Pour ces principaux motifs et considérant que le plaignant était le plus haut fonctionnaire de la Municipalité, il conclut que la destitution était justifiée. Le fait que le plaignant n’ait manifesté aucun remords lors de l’audience militait en faveur de cette conclusion.
2. Le plaignant a-t-il été victime de harcèlement psychologique?
Le plaignant faisait plusieurs reproches à des conseillers et principalement à la mairesse quant au fait qu’ils auraient communiqué directement avec les employés, minant ainsi son autorité.
Le Tribunal mentionne que le bureau de la mairesse était situé, de la date de son élection en novembre 2017 jusqu’au mois de janvier 2019, à la Bibliothèque municipale et que celui du plaignant était situé à l’Hôtel de ville. Ce n’est qu’en janvier 2019 que le bureau de la mairesse est déménagé à l’Hôtel de ville.
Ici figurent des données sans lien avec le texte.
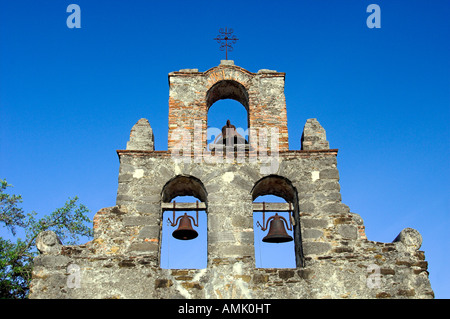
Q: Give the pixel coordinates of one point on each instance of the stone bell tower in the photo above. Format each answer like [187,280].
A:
[333,257]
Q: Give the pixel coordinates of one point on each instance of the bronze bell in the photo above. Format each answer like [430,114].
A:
[185,230]
[277,232]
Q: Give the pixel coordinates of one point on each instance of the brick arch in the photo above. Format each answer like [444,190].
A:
[234,73]
[275,185]
[227,89]
[184,185]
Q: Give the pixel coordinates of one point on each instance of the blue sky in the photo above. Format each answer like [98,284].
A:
[69,97]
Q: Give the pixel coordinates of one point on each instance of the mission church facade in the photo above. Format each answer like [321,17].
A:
[333,257]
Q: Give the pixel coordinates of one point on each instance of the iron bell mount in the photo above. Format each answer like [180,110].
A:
[277,233]
[184,230]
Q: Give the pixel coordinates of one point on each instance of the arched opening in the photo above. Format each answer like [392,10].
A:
[228,97]
[279,198]
[183,195]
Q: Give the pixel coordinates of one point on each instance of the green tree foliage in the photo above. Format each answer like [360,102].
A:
[68,222]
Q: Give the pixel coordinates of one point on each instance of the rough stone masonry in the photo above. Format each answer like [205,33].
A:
[334,259]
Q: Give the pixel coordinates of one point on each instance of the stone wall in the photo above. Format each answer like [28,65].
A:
[191,94]
[337,260]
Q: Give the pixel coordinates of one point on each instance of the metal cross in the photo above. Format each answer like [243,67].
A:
[225,35]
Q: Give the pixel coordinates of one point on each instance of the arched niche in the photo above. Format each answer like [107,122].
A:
[184,185]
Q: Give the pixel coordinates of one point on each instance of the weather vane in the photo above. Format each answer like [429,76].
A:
[225,35]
C’est donc dire que la mairesse et le plaignant n’ont partagé les locaux de l’Hôtel de ville que pour une très courte période de deux semaines au début de l’année 2019.
Après analyse des nombreuses allégations du plaignant, le Tribunal rejette la plainte de harcèlement psychologique.
3. Le plaignant a-t-il subi une lésion professionnelle le 8 février 2019?
En ce qui concerne la réclamation pour un accident du travail, le Tribunal souligne que la preuve analysée précédemment quant à la plainte de harcèlement psychologique démontre que les événements décrits n’étaient pas imprévus et soudains. Il rejette la réclamation.
4. Le plaignant a-t-il subi des mesures de représailles à la suite du dépôt de ses plaintes?
Le plaignant alléguait notamment avoir subi des mesures de représailles par la transmission d’une lettre de la Municipalité l’informant de la réception d’allégations de harcèlement psychologique le mettant en cause et du retrait de ses accès informations et de son nom du site Internet de la Municipalité pendant son absence maladie.
Quant au premier moyen, le Tribunal a souligné que la Municipalité a l’obligation légale de prendre les moyens raisonnables pour prévenir et faire cesser le harcèlement psychologique lorsqu’il est porté à sa connaissance. Elle a donc agi de façon raisonnable dans le contexte où plusieurs employés se plaignaient du comportement du plaignant.
Quant au deuxième moyen, soit le retrait des accès informatiques et du nom du plaignant du site Internet, le Tribunal conclut que la Municipalité devait prendre les mesures nécessaires afin que la directrice générale par intérim ait accès aux courriels du plaignant pendant son absence. Par ailleurs, aucune preuve n’a été administrée sur l’allégation suivant laquelle la Municipalité aurait supprimé de son site Internet le fait qu’il était directeur général.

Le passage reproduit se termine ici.